[
https://issues.apache.org/jira/browse/HBASE-4608?page=com.atlassian.jira.plugin.system.issuetabpanels:comment-tabpanel&focusedCommentId=13229921#comment-13229921
]
Li Pi commented on HBASE-4608:
------------------------------
On other compression things. I looked into those.
plugging into LZMA was the first thing I thought about doing - performance
stops this one though.
There are other optimization we can make, such as modifying the dictionary to
take into account frequency, and assigning the highest probability entries to
the lowest numbers, then using vints rather than 2 bytes for everything. Note
that we shouldn't be able to beat LZMA, because we neither compress values, nor
do we compress the SequenceFile overhead. On some workloads, those overheads
might be substantial - although I haven't checked.
This is actually pretty close to the challenge displayed by caching, in that we
want to keep the most likely to be repeated entries in our dictionary, and
evict the rest. I used LRU because LRU was simple, and like caching, pretty
much anything results in a substantial performance increase over nothing.
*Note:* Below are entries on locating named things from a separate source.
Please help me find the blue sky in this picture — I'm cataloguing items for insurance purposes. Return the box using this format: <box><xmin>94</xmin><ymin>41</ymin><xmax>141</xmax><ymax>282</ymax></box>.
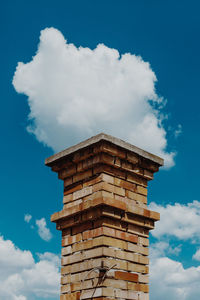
<box><xmin>0</xmin><ymin>0</ymin><xmax>200</xmax><ymax>300</ymax></box>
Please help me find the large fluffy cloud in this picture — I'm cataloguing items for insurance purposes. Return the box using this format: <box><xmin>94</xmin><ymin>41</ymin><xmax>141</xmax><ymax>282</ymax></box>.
<box><xmin>0</xmin><ymin>237</ymin><xmax>60</xmax><ymax>300</ymax></box>
<box><xmin>13</xmin><ymin>28</ymin><xmax>174</xmax><ymax>167</ymax></box>
<box><xmin>150</xmin><ymin>200</ymin><xmax>200</xmax><ymax>242</ymax></box>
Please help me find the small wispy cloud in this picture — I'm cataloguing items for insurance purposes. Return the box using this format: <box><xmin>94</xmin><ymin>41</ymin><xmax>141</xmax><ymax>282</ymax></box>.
<box><xmin>192</xmin><ymin>249</ymin><xmax>200</xmax><ymax>261</ymax></box>
<box><xmin>35</xmin><ymin>218</ymin><xmax>52</xmax><ymax>242</ymax></box>
<box><xmin>24</xmin><ymin>214</ymin><xmax>32</xmax><ymax>223</ymax></box>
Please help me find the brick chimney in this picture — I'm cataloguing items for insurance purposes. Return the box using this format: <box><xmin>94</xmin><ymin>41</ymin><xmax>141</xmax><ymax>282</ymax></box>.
<box><xmin>45</xmin><ymin>133</ymin><xmax>163</xmax><ymax>300</ymax></box>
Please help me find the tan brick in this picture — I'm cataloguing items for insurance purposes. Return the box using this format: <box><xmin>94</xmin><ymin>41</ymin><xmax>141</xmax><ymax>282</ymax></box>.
<box><xmin>115</xmin><ymin>289</ymin><xmax>138</xmax><ymax>300</ymax></box>
<box><xmin>64</xmin><ymin>177</ymin><xmax>73</xmax><ymax>187</ymax></box>
<box><xmin>128</xmin><ymin>224</ymin><xmax>149</xmax><ymax>238</ymax></box>
<box><xmin>127</xmin><ymin>262</ymin><xmax>149</xmax><ymax>274</ymax></box>
<box><xmin>144</xmin><ymin>170</ymin><xmax>153</xmax><ymax>180</ymax></box>
<box><xmin>126</xmin><ymin>190</ymin><xmax>147</xmax><ymax>204</ymax></box>
<box><xmin>127</xmin><ymin>282</ymin><xmax>149</xmax><ymax>293</ymax></box>
<box><xmin>138</xmin><ymin>237</ymin><xmax>149</xmax><ymax>246</ymax></box>
<box><xmin>73</xmin><ymin>186</ymin><xmax>92</xmax><ymax>200</ymax></box>
<box><xmin>115</xmin><ymin>271</ymin><xmax>138</xmax><ymax>282</ymax></box>
<box><xmin>62</xmin><ymin>246</ymin><xmax>72</xmax><ymax>255</ymax></box>
<box><xmin>102</xmin><ymin>143</ymin><xmax>126</xmax><ymax>158</ymax></box>
<box><xmin>83</xmin><ymin>175</ymin><xmax>102</xmax><ymax>187</ymax></box>
<box><xmin>73</xmin><ymin>169</ymin><xmax>92</xmax><ymax>182</ymax></box>
<box><xmin>72</xmin><ymin>222</ymin><xmax>93</xmax><ymax>235</ymax></box>
<box><xmin>64</xmin><ymin>184</ymin><xmax>83</xmax><ymax>195</ymax></box>
<box><xmin>127</xmin><ymin>174</ymin><xmax>147</xmax><ymax>187</ymax></box>
<box><xmin>100</xmin><ymin>173</ymin><xmax>114</xmax><ymax>184</ymax></box>
<box><xmin>60</xmin><ymin>292</ymin><xmax>80</xmax><ymax>300</ymax></box>
<box><xmin>138</xmin><ymin>293</ymin><xmax>149</xmax><ymax>300</ymax></box>
<box><xmin>136</xmin><ymin>185</ymin><xmax>147</xmax><ymax>196</ymax></box>
<box><xmin>138</xmin><ymin>274</ymin><xmax>149</xmax><ymax>283</ymax></box>
<box><xmin>127</xmin><ymin>243</ymin><xmax>149</xmax><ymax>255</ymax></box>
<box><xmin>63</xmin><ymin>193</ymin><xmax>73</xmax><ymax>203</ymax></box>
<box><xmin>58</xmin><ymin>164</ymin><xmax>76</xmax><ymax>179</ymax></box>
<box><xmin>127</xmin><ymin>152</ymin><xmax>139</xmax><ymax>164</ymax></box>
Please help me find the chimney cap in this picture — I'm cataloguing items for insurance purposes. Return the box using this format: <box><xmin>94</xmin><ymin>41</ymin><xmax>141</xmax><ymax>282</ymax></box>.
<box><xmin>45</xmin><ymin>133</ymin><xmax>164</xmax><ymax>167</ymax></box>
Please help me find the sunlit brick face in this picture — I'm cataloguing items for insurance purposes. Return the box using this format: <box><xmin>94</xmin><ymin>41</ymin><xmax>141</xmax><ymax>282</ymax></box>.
<box><xmin>46</xmin><ymin>134</ymin><xmax>163</xmax><ymax>300</ymax></box>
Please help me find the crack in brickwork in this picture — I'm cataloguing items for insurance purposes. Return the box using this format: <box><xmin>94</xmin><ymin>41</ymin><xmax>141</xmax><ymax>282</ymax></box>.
<box><xmin>46</xmin><ymin>135</ymin><xmax>163</xmax><ymax>300</ymax></box>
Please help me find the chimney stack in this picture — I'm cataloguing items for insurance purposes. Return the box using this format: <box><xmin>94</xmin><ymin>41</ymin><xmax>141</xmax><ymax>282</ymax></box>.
<box><xmin>45</xmin><ymin>133</ymin><xmax>163</xmax><ymax>300</ymax></box>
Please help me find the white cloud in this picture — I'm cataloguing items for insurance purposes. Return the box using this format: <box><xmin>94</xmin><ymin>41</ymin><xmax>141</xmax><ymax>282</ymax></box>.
<box><xmin>149</xmin><ymin>201</ymin><xmax>200</xmax><ymax>242</ymax></box>
<box><xmin>192</xmin><ymin>249</ymin><xmax>200</xmax><ymax>261</ymax></box>
<box><xmin>35</xmin><ymin>218</ymin><xmax>52</xmax><ymax>241</ymax></box>
<box><xmin>150</xmin><ymin>241</ymin><xmax>182</xmax><ymax>258</ymax></box>
<box><xmin>24</xmin><ymin>214</ymin><xmax>32</xmax><ymax>223</ymax></box>
<box><xmin>150</xmin><ymin>256</ymin><xmax>200</xmax><ymax>300</ymax></box>
<box><xmin>13</xmin><ymin>28</ymin><xmax>174</xmax><ymax>167</ymax></box>
<box><xmin>0</xmin><ymin>237</ymin><xmax>60</xmax><ymax>300</ymax></box>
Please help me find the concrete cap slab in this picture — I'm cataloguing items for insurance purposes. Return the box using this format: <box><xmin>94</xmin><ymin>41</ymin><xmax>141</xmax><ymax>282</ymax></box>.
<box><xmin>45</xmin><ymin>133</ymin><xmax>164</xmax><ymax>166</ymax></box>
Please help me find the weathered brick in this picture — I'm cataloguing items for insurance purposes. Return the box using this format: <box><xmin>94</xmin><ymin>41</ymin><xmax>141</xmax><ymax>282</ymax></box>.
<box><xmin>136</xmin><ymin>185</ymin><xmax>147</xmax><ymax>196</ymax></box>
<box><xmin>60</xmin><ymin>292</ymin><xmax>81</xmax><ymax>300</ymax></box>
<box><xmin>73</xmin><ymin>169</ymin><xmax>92</xmax><ymax>182</ymax></box>
<box><xmin>115</xmin><ymin>271</ymin><xmax>138</xmax><ymax>282</ymax></box>
<box><xmin>127</xmin><ymin>173</ymin><xmax>147</xmax><ymax>187</ymax></box>
<box><xmin>62</xmin><ymin>233</ymin><xmax>82</xmax><ymax>247</ymax></box>
<box><xmin>115</xmin><ymin>289</ymin><xmax>138</xmax><ymax>300</ymax></box>
<box><xmin>73</xmin><ymin>186</ymin><xmax>92</xmax><ymax>200</ymax></box>
<box><xmin>64</xmin><ymin>184</ymin><xmax>83</xmax><ymax>196</ymax></box>
<box><xmin>63</xmin><ymin>193</ymin><xmax>73</xmax><ymax>204</ymax></box>
<box><xmin>126</xmin><ymin>190</ymin><xmax>147</xmax><ymax>204</ymax></box>
<box><xmin>127</xmin><ymin>282</ymin><xmax>149</xmax><ymax>293</ymax></box>
<box><xmin>127</xmin><ymin>152</ymin><xmax>139</xmax><ymax>164</ymax></box>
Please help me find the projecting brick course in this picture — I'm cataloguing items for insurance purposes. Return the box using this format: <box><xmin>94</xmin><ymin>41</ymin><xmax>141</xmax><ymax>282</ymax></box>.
<box><xmin>46</xmin><ymin>134</ymin><xmax>163</xmax><ymax>300</ymax></box>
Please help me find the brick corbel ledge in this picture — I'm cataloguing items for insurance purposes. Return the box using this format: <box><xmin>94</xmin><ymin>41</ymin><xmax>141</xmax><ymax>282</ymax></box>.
<box><xmin>45</xmin><ymin>133</ymin><xmax>163</xmax><ymax>300</ymax></box>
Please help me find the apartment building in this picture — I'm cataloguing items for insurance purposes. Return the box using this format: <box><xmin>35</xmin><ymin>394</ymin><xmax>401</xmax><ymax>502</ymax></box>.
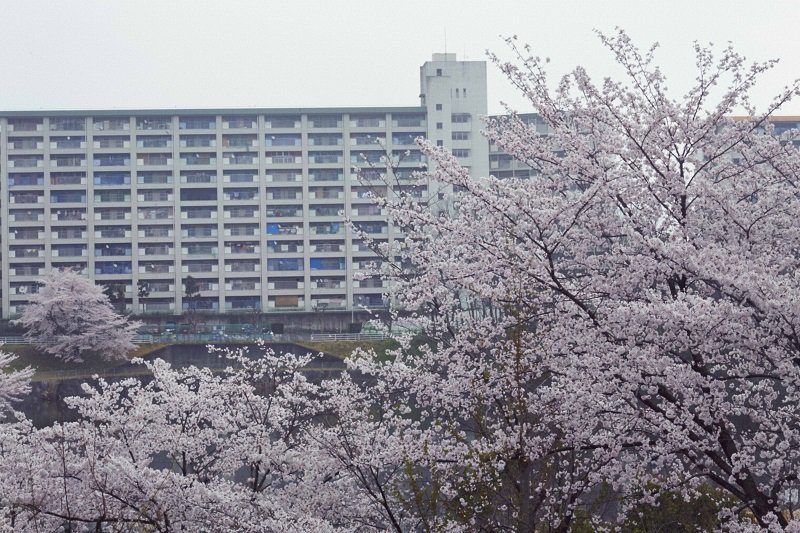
<box><xmin>0</xmin><ymin>54</ymin><xmax>490</xmax><ymax>318</ymax></box>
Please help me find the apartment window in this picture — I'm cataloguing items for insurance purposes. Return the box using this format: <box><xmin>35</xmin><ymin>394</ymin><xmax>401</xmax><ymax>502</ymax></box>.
<box><xmin>223</xmin><ymin>152</ymin><xmax>257</xmax><ymax>165</ymax></box>
<box><xmin>11</xmin><ymin>228</ymin><xmax>40</xmax><ymax>240</ymax></box>
<box><xmin>266</xmin><ymin>116</ymin><xmax>300</xmax><ymax>128</ymax></box>
<box><xmin>225</xmin><ymin>241</ymin><xmax>258</xmax><ymax>254</ymax></box>
<box><xmin>308</xmin><ymin>115</ymin><xmax>342</xmax><ymax>128</ymax></box>
<box><xmin>222</xmin><ymin>116</ymin><xmax>256</xmax><ymax>129</ymax></box>
<box><xmin>8</xmin><ymin>137</ymin><xmax>42</xmax><ymax>150</ymax></box>
<box><xmin>139</xmin><ymin>207</ymin><xmax>172</xmax><ymax>220</ymax></box>
<box><xmin>181</xmin><ymin>172</ymin><xmax>217</xmax><ymax>183</ymax></box>
<box><xmin>94</xmin><ymin>208</ymin><xmax>130</xmax><ymax>220</ymax></box>
<box><xmin>50</xmin><ymin>136</ymin><xmax>84</xmax><ymax>150</ymax></box>
<box><xmin>94</xmin><ymin>154</ymin><xmax>131</xmax><ymax>167</ymax></box>
<box><xmin>182</xmin><ymin>225</ymin><xmax>217</xmax><ymax>237</ymax></box>
<box><xmin>8</xmin><ymin>155</ymin><xmax>42</xmax><ymax>168</ymax></box>
<box><xmin>94</xmin><ymin>243</ymin><xmax>131</xmax><ymax>257</ymax></box>
<box><xmin>94</xmin><ymin>261</ymin><xmax>131</xmax><ymax>274</ymax></box>
<box><xmin>50</xmin><ymin>172</ymin><xmax>86</xmax><ymax>185</ymax></box>
<box><xmin>137</xmin><ymin>172</ymin><xmax>172</xmax><ymax>185</ymax></box>
<box><xmin>139</xmin><ymin>226</ymin><xmax>172</xmax><ymax>237</ymax></box>
<box><xmin>50</xmin><ymin>190</ymin><xmax>86</xmax><ymax>204</ymax></box>
<box><xmin>225</xmin><ymin>259</ymin><xmax>260</xmax><ymax>272</ymax></box>
<box><xmin>223</xmin><ymin>189</ymin><xmax>258</xmax><ymax>200</ymax></box>
<box><xmin>50</xmin><ymin>155</ymin><xmax>84</xmax><ymax>167</ymax></box>
<box><xmin>309</xmin><ymin>204</ymin><xmax>344</xmax><ymax>217</ymax></box>
<box><xmin>309</xmin><ymin>257</ymin><xmax>345</xmax><ymax>270</ymax></box>
<box><xmin>136</xmin><ymin>117</ymin><xmax>172</xmax><ymax>130</ymax></box>
<box><xmin>267</xmin><ymin>224</ymin><xmax>303</xmax><ymax>235</ymax></box>
<box><xmin>94</xmin><ymin>226</ymin><xmax>127</xmax><ymax>239</ymax></box>
<box><xmin>11</xmin><ymin>191</ymin><xmax>42</xmax><ymax>204</ymax></box>
<box><xmin>395</xmin><ymin>115</ymin><xmax>425</xmax><ymax>128</ymax></box>
<box><xmin>182</xmin><ymin>207</ymin><xmax>217</xmax><ymax>220</ymax></box>
<box><xmin>139</xmin><ymin>189</ymin><xmax>169</xmax><ymax>202</ymax></box>
<box><xmin>222</xmin><ymin>135</ymin><xmax>256</xmax><ymax>148</ymax></box>
<box><xmin>308</xmin><ymin>152</ymin><xmax>342</xmax><ymax>164</ymax></box>
<box><xmin>53</xmin><ymin>244</ymin><xmax>85</xmax><ymax>257</ymax></box>
<box><xmin>267</xmin><ymin>205</ymin><xmax>303</xmax><ymax>218</ymax></box>
<box><xmin>267</xmin><ymin>258</ymin><xmax>303</xmax><ymax>272</ymax></box>
<box><xmin>52</xmin><ymin>209</ymin><xmax>84</xmax><ymax>218</ymax></box>
<box><xmin>267</xmin><ymin>170</ymin><xmax>304</xmax><ymax>182</ymax></box>
<box><xmin>97</xmin><ymin>190</ymin><xmax>131</xmax><ymax>203</ymax></box>
<box><xmin>179</xmin><ymin>117</ymin><xmax>217</xmax><ymax>130</ymax></box>
<box><xmin>11</xmin><ymin>246</ymin><xmax>43</xmax><ymax>258</ymax></box>
<box><xmin>8</xmin><ymin>118</ymin><xmax>42</xmax><ymax>131</ymax></box>
<box><xmin>136</xmin><ymin>135</ymin><xmax>172</xmax><ymax>148</ymax></box>
<box><xmin>308</xmin><ymin>134</ymin><xmax>342</xmax><ymax>146</ymax></box>
<box><xmin>145</xmin><ymin>261</ymin><xmax>172</xmax><ymax>272</ymax></box>
<box><xmin>225</xmin><ymin>206</ymin><xmax>258</xmax><ymax>218</ymax></box>
<box><xmin>264</xmin><ymin>133</ymin><xmax>301</xmax><ymax>146</ymax></box>
<box><xmin>270</xmin><ymin>152</ymin><xmax>300</xmax><ymax>164</ymax></box>
<box><xmin>137</xmin><ymin>154</ymin><xmax>172</xmax><ymax>165</ymax></box>
<box><xmin>355</xmin><ymin>222</ymin><xmax>387</xmax><ymax>233</ymax></box>
<box><xmin>181</xmin><ymin>188</ymin><xmax>217</xmax><ymax>202</ymax></box>
<box><xmin>181</xmin><ymin>153</ymin><xmax>217</xmax><ymax>165</ymax></box>
<box><xmin>350</xmin><ymin>115</ymin><xmax>385</xmax><ymax>128</ymax></box>
<box><xmin>50</xmin><ymin>118</ymin><xmax>86</xmax><ymax>131</ymax></box>
<box><xmin>8</xmin><ymin>174</ymin><xmax>44</xmax><ymax>187</ymax></box>
<box><xmin>392</xmin><ymin>132</ymin><xmax>418</xmax><ymax>145</ymax></box>
<box><xmin>186</xmin><ymin>242</ymin><xmax>217</xmax><ymax>255</ymax></box>
<box><xmin>94</xmin><ymin>117</ymin><xmax>131</xmax><ymax>131</ymax></box>
<box><xmin>311</xmin><ymin>222</ymin><xmax>344</xmax><ymax>235</ymax></box>
<box><xmin>225</xmin><ymin>224</ymin><xmax>258</xmax><ymax>237</ymax></box>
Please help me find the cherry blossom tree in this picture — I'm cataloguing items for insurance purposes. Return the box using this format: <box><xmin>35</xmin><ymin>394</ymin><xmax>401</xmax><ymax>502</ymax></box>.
<box><xmin>0</xmin><ymin>345</ymin><xmax>366</xmax><ymax>532</ymax></box>
<box><xmin>0</xmin><ymin>351</ymin><xmax>33</xmax><ymax>415</ymax></box>
<box><xmin>17</xmin><ymin>270</ymin><xmax>140</xmax><ymax>362</ymax></box>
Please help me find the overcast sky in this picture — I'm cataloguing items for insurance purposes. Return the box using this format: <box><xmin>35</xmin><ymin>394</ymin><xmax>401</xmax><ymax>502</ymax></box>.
<box><xmin>0</xmin><ymin>0</ymin><xmax>800</xmax><ymax>115</ymax></box>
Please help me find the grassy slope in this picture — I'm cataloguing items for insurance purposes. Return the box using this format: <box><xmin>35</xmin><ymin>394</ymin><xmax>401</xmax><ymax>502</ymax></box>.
<box><xmin>295</xmin><ymin>340</ymin><xmax>397</xmax><ymax>360</ymax></box>
<box><xmin>0</xmin><ymin>344</ymin><xmax>165</xmax><ymax>380</ymax></box>
<box><xmin>0</xmin><ymin>341</ymin><xmax>397</xmax><ymax>381</ymax></box>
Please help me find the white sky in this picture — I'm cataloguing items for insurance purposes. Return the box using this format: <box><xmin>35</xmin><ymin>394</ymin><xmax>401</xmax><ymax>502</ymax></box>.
<box><xmin>0</xmin><ymin>0</ymin><xmax>800</xmax><ymax>115</ymax></box>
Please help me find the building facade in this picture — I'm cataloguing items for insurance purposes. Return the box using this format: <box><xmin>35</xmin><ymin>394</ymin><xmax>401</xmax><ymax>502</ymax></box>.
<box><xmin>0</xmin><ymin>54</ymin><xmax>490</xmax><ymax>318</ymax></box>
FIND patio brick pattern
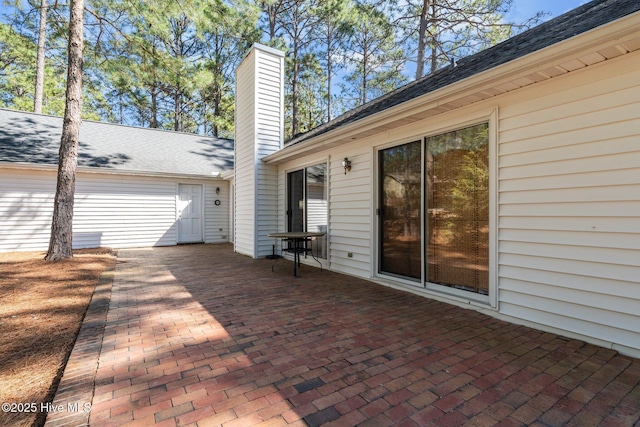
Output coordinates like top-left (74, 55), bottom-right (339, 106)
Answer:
top-left (47, 245), bottom-right (640, 427)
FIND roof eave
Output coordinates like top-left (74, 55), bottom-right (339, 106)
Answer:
top-left (0, 162), bottom-right (226, 179)
top-left (263, 12), bottom-right (640, 164)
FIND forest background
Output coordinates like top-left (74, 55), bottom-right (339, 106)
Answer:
top-left (0, 0), bottom-right (572, 143)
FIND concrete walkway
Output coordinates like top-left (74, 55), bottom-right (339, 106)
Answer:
top-left (47, 245), bottom-right (640, 427)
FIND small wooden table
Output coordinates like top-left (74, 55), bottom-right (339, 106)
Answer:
top-left (267, 231), bottom-right (325, 276)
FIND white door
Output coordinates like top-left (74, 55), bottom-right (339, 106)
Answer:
top-left (178, 184), bottom-right (203, 243)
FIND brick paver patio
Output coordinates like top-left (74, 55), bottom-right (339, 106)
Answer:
top-left (47, 245), bottom-right (640, 427)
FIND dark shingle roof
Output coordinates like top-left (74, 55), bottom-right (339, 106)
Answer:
top-left (0, 109), bottom-right (233, 176)
top-left (285, 0), bottom-right (640, 146)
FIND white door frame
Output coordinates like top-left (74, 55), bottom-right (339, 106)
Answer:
top-left (176, 183), bottom-right (204, 244)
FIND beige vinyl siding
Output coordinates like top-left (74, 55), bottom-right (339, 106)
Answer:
top-left (498, 54), bottom-right (640, 349)
top-left (0, 168), bottom-right (229, 252)
top-left (329, 149), bottom-right (375, 278)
I'm pretty happy with cutting the WAL size in half on optimal workloads, though
as always, it's nice to work towards future performance goals. I have other
ideas, but they involve changing the HLog substantially in order to be more
compact. In that case, we might end up abandoning the Hadoop Sequencefile
format altogether, and this thing becomes a bit more complex.
> HLog Compression
> ----------------
>
> Key: HBASE-4608
> URL: https://issues.apache.org/jira/browse/HBASE-4608
> Project: HBase
> Issue Type: New Feature
> Reporter: Li Pi
> Assignee: stack
> Fix For: 0.94.0
>
> Attachments: 4608-v19.txt, 4608-v20.txt, 4608-v22.txt, 4608v1.txt,
> 4608v13.txt, 4608v13.txt, 4608v14.txt, 4608v15.txt, 4608v16.txt, 4608v17.txt,
> 4608v18.txt, 4608v23.txt, 4608v24.txt, 4608v25.txt, 4608v27.txt, 4608v29.txt,
> 4608v30.txt, 4608v5.txt, 4608v6.txt, 4608v7.txt, 4608v8fixed.txt,
> hbase-4608-v28-delta.txt, hbase-4608-v28.txt, hbase-4608-v28.txt
>
>
> The current bottleneck to HBase write speed is replicating the WAL appends
> across different datanodes. We can speed up this process by compressing the
> HLog. Current plan involves using a dictionary to compress table name, region
> id, cf name, and possibly other bits of repeated data. Also, HLog format may
> be changed in other ways to produce a smaller HLog.
--
This message is automatically generated by JIRA.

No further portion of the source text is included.